(CNBC) – Facebook has been aware of real-world harms propagated by its platforms and ignored warnings from employees about those dangers, according to the Facebook Papers, a series of articles published by 17 U.S. news outlets beginning Friday.
Earlier this month, the Wall Street Journal reported that the platform is used for sex trafficking, helps spread vaccine misinformation and damages the mental health of users, particularly young users, among other allegations.
With such negative allegations — which the company says are not true— it might surprise some investors to learn that Facebook is often held by mutual funds that say they take environmental, social and governance, or ESG, factors into account when selecting investments.
It is included in the Vanguard ESG U.S. Stock fund, for example, as well as the FlexShares STOXX US ESG Select Index Fund, among others.
The recent allegations, which are backed by thousands of pages of internal Facebook documents, are far from what investors think of as socially responsible, says Andrew Behar, CEO of As You Sow, a nonprofit foundation that promotes corporate social responsibility. A company that reportedly targets products to minors despite its own research showing that some teenage girls have committed suicide as a result is not what many socially conscious investors want their money to support, he says.
“I think Facebook violates all kinds of definitions of ESG … having to do with hate speech, having to do with election fraud, having to do with criminal activity,” Behar says. “It really should be dropped from an ESG fund.”
A Facebook representative pointed CNBC Make It to its ESG section in its proxy statement in response to a request for comment for this article.
What does sustainable mean?
Sustainable investing, another way to refer to ESG, is increasingly popular, reaching record high inflows in 2020. Investors, particularly younger ones, want their money to go to companies that they believe have good track records on not contributing to climate change and treating their employees well.
But there’s no agreed upon standard for measuring ESG factors. Fund companies create their own metrics for measuring how sustainable a company is in different areas. Different funds with similar objectives often hold different companies, depending on how the fund manager scores companies.

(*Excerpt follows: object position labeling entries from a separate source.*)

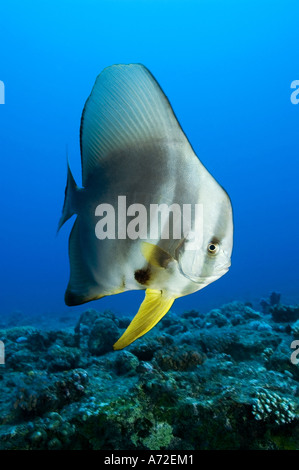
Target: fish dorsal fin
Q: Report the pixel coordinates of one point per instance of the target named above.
(126, 108)
(155, 305)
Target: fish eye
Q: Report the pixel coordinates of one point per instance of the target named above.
(213, 248)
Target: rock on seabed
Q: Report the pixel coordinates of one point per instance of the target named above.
(223, 380)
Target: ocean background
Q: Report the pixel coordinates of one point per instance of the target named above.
(227, 69)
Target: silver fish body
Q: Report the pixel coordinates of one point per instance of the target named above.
(135, 155)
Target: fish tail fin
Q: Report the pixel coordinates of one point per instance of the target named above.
(69, 206)
(155, 305)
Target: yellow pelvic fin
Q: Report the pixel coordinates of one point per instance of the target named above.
(155, 305)
(155, 255)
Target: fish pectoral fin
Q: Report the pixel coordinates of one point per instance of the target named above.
(155, 305)
(155, 255)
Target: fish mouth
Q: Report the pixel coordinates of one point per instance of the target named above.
(208, 279)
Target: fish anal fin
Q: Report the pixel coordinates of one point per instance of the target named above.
(155, 255)
(155, 305)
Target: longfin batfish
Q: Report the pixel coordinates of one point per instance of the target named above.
(137, 160)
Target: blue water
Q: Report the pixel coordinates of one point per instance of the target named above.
(227, 69)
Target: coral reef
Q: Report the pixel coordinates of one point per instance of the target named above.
(221, 380)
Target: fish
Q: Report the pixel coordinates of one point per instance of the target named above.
(149, 215)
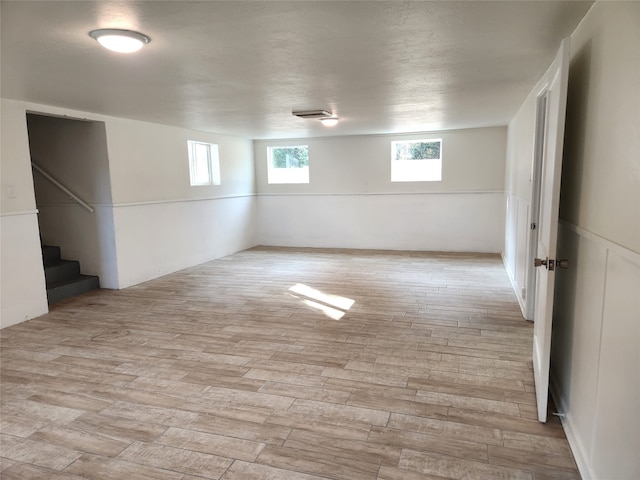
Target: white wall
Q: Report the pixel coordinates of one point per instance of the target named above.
(161, 223)
(351, 202)
(22, 285)
(595, 368)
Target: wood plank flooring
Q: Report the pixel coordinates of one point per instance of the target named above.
(293, 364)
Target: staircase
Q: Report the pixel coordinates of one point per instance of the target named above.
(63, 277)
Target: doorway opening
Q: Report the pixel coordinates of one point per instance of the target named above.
(73, 192)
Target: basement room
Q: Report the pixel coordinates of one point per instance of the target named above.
(320, 240)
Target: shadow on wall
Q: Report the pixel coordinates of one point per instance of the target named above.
(575, 128)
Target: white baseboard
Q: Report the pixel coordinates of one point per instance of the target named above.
(577, 448)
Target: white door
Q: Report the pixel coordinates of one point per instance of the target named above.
(555, 90)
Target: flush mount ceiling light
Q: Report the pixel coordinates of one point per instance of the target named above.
(122, 41)
(326, 117)
(330, 122)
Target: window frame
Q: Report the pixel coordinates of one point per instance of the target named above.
(287, 175)
(212, 164)
(418, 170)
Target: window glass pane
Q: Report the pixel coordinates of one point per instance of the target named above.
(416, 161)
(417, 150)
(290, 157)
(204, 164)
(288, 164)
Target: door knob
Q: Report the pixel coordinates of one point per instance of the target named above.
(538, 262)
(550, 264)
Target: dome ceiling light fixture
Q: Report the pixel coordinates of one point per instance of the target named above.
(327, 118)
(121, 41)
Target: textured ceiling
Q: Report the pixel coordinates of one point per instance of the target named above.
(241, 67)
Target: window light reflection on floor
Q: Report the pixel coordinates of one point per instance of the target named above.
(333, 306)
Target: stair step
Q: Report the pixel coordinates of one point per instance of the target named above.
(63, 289)
(50, 255)
(62, 270)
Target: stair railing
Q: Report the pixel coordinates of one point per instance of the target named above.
(77, 199)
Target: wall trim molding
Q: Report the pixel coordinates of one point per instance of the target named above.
(372, 194)
(608, 245)
(151, 202)
(18, 213)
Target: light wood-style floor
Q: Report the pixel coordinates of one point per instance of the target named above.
(292, 364)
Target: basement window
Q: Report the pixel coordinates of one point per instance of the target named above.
(288, 164)
(416, 161)
(204, 163)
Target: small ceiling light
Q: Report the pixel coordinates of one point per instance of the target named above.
(330, 121)
(122, 41)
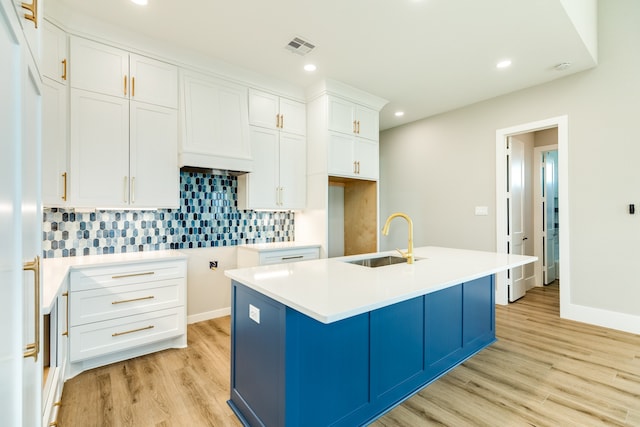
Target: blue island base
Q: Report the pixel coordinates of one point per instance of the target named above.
(288, 369)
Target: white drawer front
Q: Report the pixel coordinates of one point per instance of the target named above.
(125, 274)
(288, 255)
(97, 339)
(108, 303)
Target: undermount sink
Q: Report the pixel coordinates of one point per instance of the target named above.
(379, 261)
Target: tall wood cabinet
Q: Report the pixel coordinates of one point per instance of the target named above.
(278, 144)
(123, 128)
(342, 152)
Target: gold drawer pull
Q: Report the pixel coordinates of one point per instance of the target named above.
(117, 334)
(122, 276)
(132, 300)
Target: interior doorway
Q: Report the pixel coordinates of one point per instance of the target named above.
(553, 142)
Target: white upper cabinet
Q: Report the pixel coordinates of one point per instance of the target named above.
(55, 116)
(55, 57)
(216, 126)
(274, 112)
(104, 69)
(123, 129)
(350, 118)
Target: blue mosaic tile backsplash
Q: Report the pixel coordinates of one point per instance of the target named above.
(208, 216)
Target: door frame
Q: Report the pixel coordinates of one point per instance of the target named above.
(562, 123)
(537, 217)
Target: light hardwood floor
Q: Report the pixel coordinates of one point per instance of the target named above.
(543, 371)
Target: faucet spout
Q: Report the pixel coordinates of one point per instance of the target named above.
(385, 230)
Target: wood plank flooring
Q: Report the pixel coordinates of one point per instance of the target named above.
(543, 371)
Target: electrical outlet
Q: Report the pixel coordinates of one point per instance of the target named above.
(254, 313)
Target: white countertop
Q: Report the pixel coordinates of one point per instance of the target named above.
(331, 289)
(275, 246)
(55, 270)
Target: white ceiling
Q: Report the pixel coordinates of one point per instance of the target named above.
(424, 56)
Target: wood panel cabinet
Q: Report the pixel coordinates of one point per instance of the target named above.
(124, 129)
(216, 126)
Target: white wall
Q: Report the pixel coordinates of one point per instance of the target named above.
(439, 168)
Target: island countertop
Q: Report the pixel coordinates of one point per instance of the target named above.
(332, 289)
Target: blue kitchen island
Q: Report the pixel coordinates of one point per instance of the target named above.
(332, 343)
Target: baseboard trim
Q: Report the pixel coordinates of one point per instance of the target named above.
(605, 318)
(208, 315)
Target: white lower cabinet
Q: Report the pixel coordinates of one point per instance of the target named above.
(124, 311)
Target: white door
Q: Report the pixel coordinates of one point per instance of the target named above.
(550, 223)
(516, 183)
(155, 176)
(293, 171)
(10, 228)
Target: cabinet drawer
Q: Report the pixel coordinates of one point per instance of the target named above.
(100, 338)
(95, 305)
(288, 255)
(101, 277)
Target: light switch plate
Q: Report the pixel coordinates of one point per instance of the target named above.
(254, 313)
(482, 210)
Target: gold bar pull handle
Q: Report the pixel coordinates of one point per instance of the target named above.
(117, 334)
(64, 184)
(122, 276)
(33, 349)
(66, 333)
(33, 9)
(132, 300)
(64, 69)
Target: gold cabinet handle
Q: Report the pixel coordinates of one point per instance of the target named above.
(132, 300)
(32, 350)
(117, 334)
(65, 333)
(122, 276)
(33, 9)
(64, 190)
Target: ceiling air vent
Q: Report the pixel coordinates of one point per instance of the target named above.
(300, 46)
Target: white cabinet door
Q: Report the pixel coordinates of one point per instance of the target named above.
(263, 109)
(341, 160)
(262, 191)
(366, 155)
(367, 123)
(55, 171)
(155, 176)
(54, 53)
(216, 124)
(153, 81)
(293, 116)
(341, 115)
(99, 68)
(293, 171)
(99, 148)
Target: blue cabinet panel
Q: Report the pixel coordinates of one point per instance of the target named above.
(327, 369)
(397, 345)
(258, 355)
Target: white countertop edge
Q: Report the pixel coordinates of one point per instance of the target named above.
(330, 316)
(55, 270)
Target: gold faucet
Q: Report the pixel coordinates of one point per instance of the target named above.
(385, 230)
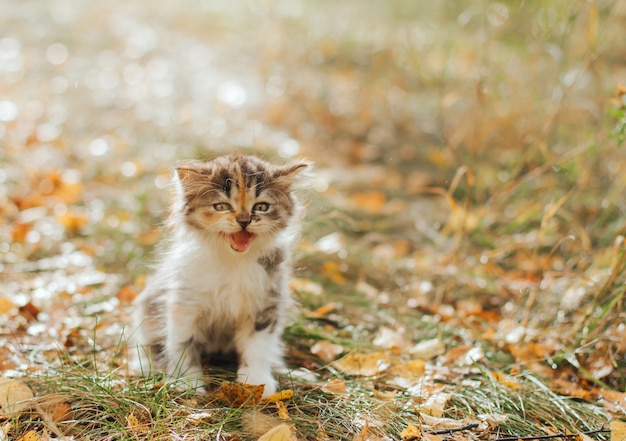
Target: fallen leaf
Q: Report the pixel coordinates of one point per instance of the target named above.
(325, 309)
(282, 432)
(197, 418)
(74, 220)
(29, 311)
(411, 433)
(19, 232)
(434, 405)
(363, 434)
(331, 271)
(326, 350)
(411, 370)
(279, 396)
(335, 386)
(242, 394)
(6, 305)
(371, 202)
(282, 410)
(618, 430)
(365, 365)
(304, 285)
(505, 380)
(428, 349)
(31, 435)
(134, 425)
(14, 395)
(61, 412)
(389, 338)
(126, 295)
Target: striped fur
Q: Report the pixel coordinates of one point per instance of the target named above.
(221, 282)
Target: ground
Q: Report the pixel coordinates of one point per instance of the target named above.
(460, 270)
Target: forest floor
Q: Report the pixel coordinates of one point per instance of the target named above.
(461, 269)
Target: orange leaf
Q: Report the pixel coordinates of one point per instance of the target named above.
(365, 365)
(241, 394)
(326, 350)
(335, 386)
(331, 271)
(411, 433)
(19, 232)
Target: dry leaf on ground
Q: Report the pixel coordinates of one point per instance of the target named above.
(364, 365)
(241, 394)
(428, 349)
(335, 386)
(14, 395)
(31, 435)
(281, 432)
(326, 350)
(618, 430)
(282, 410)
(411, 433)
(279, 396)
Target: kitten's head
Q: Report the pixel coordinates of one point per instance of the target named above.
(236, 199)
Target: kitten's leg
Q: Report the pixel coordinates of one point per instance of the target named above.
(182, 353)
(259, 352)
(145, 341)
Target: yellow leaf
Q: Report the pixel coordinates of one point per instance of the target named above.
(363, 434)
(326, 350)
(282, 432)
(412, 370)
(325, 309)
(134, 425)
(365, 365)
(241, 394)
(14, 395)
(279, 396)
(74, 220)
(31, 435)
(197, 418)
(331, 271)
(335, 386)
(282, 410)
(6, 305)
(411, 433)
(505, 380)
(618, 430)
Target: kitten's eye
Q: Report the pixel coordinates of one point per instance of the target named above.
(222, 206)
(261, 206)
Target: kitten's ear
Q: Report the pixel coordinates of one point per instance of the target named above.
(191, 172)
(188, 175)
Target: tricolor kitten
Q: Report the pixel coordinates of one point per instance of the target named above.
(221, 283)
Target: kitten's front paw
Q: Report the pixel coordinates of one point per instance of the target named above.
(249, 376)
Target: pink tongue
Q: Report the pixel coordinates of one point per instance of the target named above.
(240, 240)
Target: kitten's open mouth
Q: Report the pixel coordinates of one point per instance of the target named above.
(240, 240)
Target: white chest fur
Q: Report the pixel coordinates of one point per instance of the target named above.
(214, 279)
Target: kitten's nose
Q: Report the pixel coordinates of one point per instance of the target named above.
(243, 221)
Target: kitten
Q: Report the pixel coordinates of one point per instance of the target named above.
(221, 282)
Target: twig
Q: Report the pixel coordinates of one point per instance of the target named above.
(557, 435)
(456, 429)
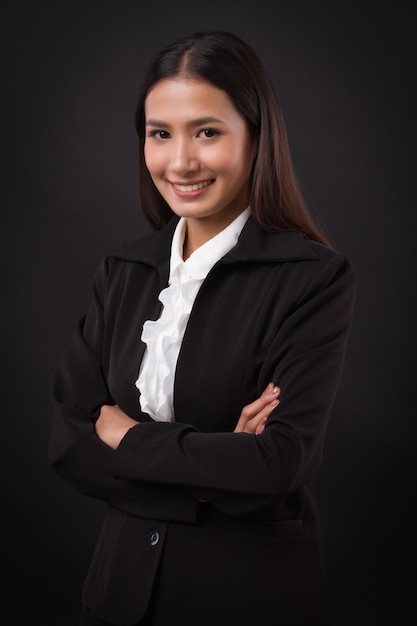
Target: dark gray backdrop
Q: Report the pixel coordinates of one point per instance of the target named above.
(345, 74)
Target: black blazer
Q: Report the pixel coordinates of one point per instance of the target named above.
(275, 308)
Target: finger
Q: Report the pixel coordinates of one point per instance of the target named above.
(271, 392)
(254, 423)
(254, 408)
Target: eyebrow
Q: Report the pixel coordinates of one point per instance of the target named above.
(201, 121)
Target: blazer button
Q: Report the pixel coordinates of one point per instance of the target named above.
(153, 537)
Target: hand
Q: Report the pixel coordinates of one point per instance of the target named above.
(112, 425)
(253, 417)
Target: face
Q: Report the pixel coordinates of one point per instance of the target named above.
(198, 151)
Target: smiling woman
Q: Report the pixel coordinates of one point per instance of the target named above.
(199, 155)
(195, 393)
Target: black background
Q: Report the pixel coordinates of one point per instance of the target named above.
(345, 75)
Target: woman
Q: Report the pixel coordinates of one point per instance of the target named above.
(194, 395)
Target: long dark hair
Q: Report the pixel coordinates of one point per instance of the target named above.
(230, 64)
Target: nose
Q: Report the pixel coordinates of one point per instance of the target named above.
(184, 156)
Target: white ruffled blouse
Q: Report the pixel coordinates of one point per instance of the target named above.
(163, 337)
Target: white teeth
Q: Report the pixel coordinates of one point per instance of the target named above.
(193, 187)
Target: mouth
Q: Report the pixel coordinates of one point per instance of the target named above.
(188, 187)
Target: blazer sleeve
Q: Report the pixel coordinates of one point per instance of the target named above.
(75, 453)
(240, 472)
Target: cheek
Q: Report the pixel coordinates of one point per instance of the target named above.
(153, 159)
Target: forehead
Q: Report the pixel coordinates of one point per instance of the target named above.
(182, 97)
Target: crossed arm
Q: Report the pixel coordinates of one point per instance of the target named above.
(113, 424)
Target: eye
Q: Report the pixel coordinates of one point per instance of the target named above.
(159, 134)
(207, 133)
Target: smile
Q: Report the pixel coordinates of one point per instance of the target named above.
(193, 186)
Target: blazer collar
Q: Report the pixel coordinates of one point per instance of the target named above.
(254, 244)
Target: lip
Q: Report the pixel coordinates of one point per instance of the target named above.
(191, 188)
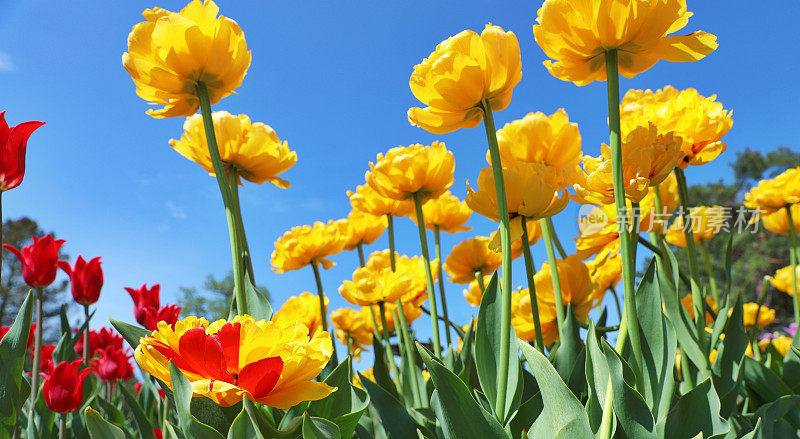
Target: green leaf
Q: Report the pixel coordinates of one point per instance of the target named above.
(695, 412)
(487, 353)
(131, 333)
(13, 350)
(563, 416)
(143, 424)
(393, 414)
(182, 391)
(319, 428)
(460, 415)
(99, 428)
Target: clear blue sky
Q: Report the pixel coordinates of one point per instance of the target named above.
(332, 79)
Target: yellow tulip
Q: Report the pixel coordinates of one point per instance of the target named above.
(537, 138)
(304, 245)
(469, 257)
(463, 71)
(361, 228)
(414, 169)
(301, 309)
(576, 35)
(706, 223)
(531, 191)
(648, 158)
(774, 194)
(446, 212)
(782, 280)
(367, 200)
(253, 149)
(765, 316)
(351, 330)
(228, 360)
(778, 222)
(699, 121)
(171, 52)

“ESG funds are often not ESG,” says Behar. “They can define ESG however they want in their prospectus.”
Facebook might be included in an ESG fund because it performs relatively well in environmental considerations, according to S&P Global. MSCI, one of the world’s largest index providers and ESG researcher, ranks Facebook as a leader in carbon emissions and average in factors like corporate governance and privacy & data security. Fund managers could look at that and decide it’s okay to include.
Funds also need to perform well, otherwise no one would invest in them. That’s why so many so-called sustainable funds are stocked with FAANG companies — including Facebook, Apple, Amazon, Netflix and Google (or Alphabet) — which are often among the top-performing stocks in major indices.
ESG proponents say that companies can do good and perform well. In fact, the Biden administration recently argued that having a good ESG rating can lead to better performance over time.
But Facebook’s inclusion in ESG funds shows the conversation is complicated, Behar says. In 2019, the company was actually dumped from an index tracking companies that abide by socially responsible practices amid user privacy concerns. But others still include it.
Behar says he expects more sustainable funds to drop the company after the recent revelations. “I know the true ESG funds are dumping Facebook, I don’t know about the fake ones,” he says. “It will be a test.”
The social media platform isn’t the only questionable company in ESG funds. Other big tech companies, for example, have their own spotty records on human rights, environmental and other issues, and yet are often included, Behar says.
And ESG funds are often more expensive to invest in than a standard index fund because of the time and research fund managers put into selecting the companies in it, meaning individuals could be paying more to invest in a lie, Behar says.
Ultimately, it’s up to individuals to research the funds they’re interested in, and to make the call for themselves on what they feel comfortable with. But even that is complicated for the average investor, says Behar. Typically, investors research funds by searching for their prospectus. But those only includes a fund’s top 10 holdings. They can also check on a site like Morningstar.